— Да вот, — сказал он, заметив мое удивление, — никакой более охоты не имею… Иные к вину привержены, кто кочетиные бои уважает, а я больше насчет цветов.
И он с гордостью оглядел свое цветущее царство, а мой знакомый с гордостью посмотрел на него.
— Вы видите, — сказал мой знакомый: — собственная семья, собственный дом и собственный садик с цветами… Здесь есть все элементы, указывающие, что рабочий остался человеком, а не превратился в винт сложного механизма.
Теперь я искал глазами этот садик и не мог разыскать. Не только этого, но и других «собственных» садиков не было видно. «Собственные» дома, правда, виднелись в изобилии, а один из них вскарабкался даже на кручу и виднелся в нескольких саженях под моими ногами. Но что это был за домик! Какая-то игрушка, с крохотными стенами, крохотною крышей, игрушечною трубой, из которой вилась совсем игрушечная струйка дыма, и совсем уже смехотворными оконцами. И таких «собственных» домов, на отшибе, без плетня, без кола, виднелось всюду очень много. Кустарь хватается за последнюю возможность самостоятельной жизни с такими же усилиями, как эти домишки за каждый выступ глинистого обрыва. Но как жить и вместе работать в такой конурке?

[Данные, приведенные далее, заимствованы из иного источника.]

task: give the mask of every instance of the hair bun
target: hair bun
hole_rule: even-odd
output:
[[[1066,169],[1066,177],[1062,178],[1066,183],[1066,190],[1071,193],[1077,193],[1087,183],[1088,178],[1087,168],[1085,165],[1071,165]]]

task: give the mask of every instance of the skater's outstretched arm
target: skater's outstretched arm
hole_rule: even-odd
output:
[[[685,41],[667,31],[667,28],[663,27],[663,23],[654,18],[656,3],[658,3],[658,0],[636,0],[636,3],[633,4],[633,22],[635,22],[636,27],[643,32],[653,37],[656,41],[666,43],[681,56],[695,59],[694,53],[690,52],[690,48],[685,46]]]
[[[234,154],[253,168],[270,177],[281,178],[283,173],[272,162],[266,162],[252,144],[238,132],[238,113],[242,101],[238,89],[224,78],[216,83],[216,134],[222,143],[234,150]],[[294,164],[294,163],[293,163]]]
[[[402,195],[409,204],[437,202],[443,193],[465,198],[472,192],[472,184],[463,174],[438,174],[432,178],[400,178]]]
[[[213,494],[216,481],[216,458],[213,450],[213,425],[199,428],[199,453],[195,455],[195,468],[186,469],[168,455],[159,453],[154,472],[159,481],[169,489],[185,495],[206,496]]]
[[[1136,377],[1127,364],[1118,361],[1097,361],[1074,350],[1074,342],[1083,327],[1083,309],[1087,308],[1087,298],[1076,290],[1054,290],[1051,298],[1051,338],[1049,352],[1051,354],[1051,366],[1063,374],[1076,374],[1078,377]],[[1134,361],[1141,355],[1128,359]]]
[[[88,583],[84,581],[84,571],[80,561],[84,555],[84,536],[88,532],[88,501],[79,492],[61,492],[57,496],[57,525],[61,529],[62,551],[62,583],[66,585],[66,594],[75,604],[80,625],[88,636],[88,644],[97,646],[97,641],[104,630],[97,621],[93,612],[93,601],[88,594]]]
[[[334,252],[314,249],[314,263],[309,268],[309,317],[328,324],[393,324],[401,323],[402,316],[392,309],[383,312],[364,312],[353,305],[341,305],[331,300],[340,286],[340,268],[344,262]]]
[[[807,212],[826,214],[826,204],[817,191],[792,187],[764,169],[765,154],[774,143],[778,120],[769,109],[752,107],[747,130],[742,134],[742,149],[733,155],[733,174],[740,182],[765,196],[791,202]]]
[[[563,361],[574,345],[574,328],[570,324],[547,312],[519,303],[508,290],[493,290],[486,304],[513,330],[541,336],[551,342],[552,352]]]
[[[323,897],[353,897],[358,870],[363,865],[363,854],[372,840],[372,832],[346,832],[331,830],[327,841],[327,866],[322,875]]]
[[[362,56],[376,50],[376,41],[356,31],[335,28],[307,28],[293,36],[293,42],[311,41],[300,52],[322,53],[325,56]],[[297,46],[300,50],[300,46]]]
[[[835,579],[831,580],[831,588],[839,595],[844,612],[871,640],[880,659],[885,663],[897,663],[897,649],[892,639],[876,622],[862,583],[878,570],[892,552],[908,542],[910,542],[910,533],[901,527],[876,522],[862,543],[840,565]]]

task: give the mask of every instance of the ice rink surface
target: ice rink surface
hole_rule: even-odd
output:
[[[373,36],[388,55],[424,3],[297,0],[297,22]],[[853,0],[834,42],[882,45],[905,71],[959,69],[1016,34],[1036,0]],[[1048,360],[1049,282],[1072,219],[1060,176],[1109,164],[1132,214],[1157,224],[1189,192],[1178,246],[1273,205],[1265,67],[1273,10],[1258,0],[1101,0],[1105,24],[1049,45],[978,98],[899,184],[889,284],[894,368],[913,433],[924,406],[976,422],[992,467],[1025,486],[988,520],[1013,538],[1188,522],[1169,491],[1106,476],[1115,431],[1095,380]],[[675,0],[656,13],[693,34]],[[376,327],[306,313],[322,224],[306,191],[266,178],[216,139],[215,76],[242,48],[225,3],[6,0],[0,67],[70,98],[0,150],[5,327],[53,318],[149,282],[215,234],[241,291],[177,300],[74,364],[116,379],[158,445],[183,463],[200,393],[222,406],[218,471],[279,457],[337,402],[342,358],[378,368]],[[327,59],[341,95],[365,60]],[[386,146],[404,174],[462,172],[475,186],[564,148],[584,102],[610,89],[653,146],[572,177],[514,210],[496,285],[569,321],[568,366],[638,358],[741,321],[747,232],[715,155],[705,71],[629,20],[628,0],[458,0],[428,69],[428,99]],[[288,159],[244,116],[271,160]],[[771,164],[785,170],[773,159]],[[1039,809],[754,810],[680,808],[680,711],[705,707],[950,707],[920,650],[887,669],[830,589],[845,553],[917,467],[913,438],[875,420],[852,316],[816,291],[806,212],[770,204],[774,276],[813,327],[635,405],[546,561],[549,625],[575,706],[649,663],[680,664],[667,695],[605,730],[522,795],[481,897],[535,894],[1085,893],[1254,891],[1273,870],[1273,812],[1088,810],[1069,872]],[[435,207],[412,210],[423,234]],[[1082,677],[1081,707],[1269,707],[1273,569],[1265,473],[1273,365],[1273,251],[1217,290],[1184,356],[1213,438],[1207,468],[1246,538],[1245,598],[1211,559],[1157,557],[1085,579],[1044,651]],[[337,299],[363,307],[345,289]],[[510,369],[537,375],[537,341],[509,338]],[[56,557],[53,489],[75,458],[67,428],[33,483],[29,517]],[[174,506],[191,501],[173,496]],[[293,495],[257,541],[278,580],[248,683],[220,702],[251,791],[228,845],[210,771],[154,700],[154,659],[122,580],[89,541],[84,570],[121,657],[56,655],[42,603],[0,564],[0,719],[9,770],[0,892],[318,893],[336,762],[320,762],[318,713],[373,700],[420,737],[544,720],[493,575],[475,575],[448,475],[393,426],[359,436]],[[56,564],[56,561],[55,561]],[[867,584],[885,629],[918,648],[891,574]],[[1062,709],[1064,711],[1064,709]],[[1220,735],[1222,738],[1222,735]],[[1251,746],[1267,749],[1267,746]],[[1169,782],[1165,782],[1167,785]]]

И все Павлово, расстилавшееся подо мной по оврагам, по горам и обрывам, производило такое же впечатление. Как мало здесь новых домов! Свежего, сверкающего тесу, новых бревен, которые бы показывали, что здесь строятся, что новое вырастает на смену дряхлого и повалившегося, — совсем незаметно. Зато разметанных крыш, выбитых окон, подпертых снаружи стен сколько угодно. Среди лачуг высятся «палаты» местных богачей, из красного кирпича, с претенциозною архитектурой, с башенками, шпицами и чуть ли не амбразурами… Когда же над этим хаосом провалившихся крыш и нелепых палат взвилась струйка белого пара и жидкий свисток «фабрики» прорезал воздух, то мне показалось, что я, наконец, схватил общее впечатление картины: здесь как будто умирает что-то, но не хочет умереть, — что-то возникает, но не имеет силы возникнуть…
. . . . . . . . . . . . . . .
На площадку, заменяющую колокольню, взошел какой-то молодой человек в черном подряснике, с длинными волосами, и стал раскачивать огромный стержень колокола, собираясь звонить к ранней обедне. Чугунное сердце завизжало и заскрипело в гнезде, причетник с усилием тянул веревку, а под конец сам весь подавался за стержнем. Я со страхом ждал первого удара, думая о том, какая масса звона хлынет сейчас на меня из-под этой громады.
И вдруг какой-то дребезжащий стук, а за ним жалкий, надтреснутый хрип пронесся над моею головой, упал с кручи и замер в лугах, за Окой. За этим ударом последовал другой, за ним третий, и все такие же жалкие, такие же надтреснутые и хриплые. Тяжело было слушать эти разбитые стоны и выкрикивания меди; казалось, вот-вот с последним ударом большой колокол издаст последний глухой хрип и оборвется.
— Сломан, — сказал мне в промежутке старик, сидевший невдалеке, на скамейке, которого я не заметил ранее, — сломан колокол-те. Оттого и хрипит…
И сам он тоже закашлялся, причем этот кашель, в котором слышалась многолетняя разъедающая железная пыль, удивительно напоминал хрипы колокола.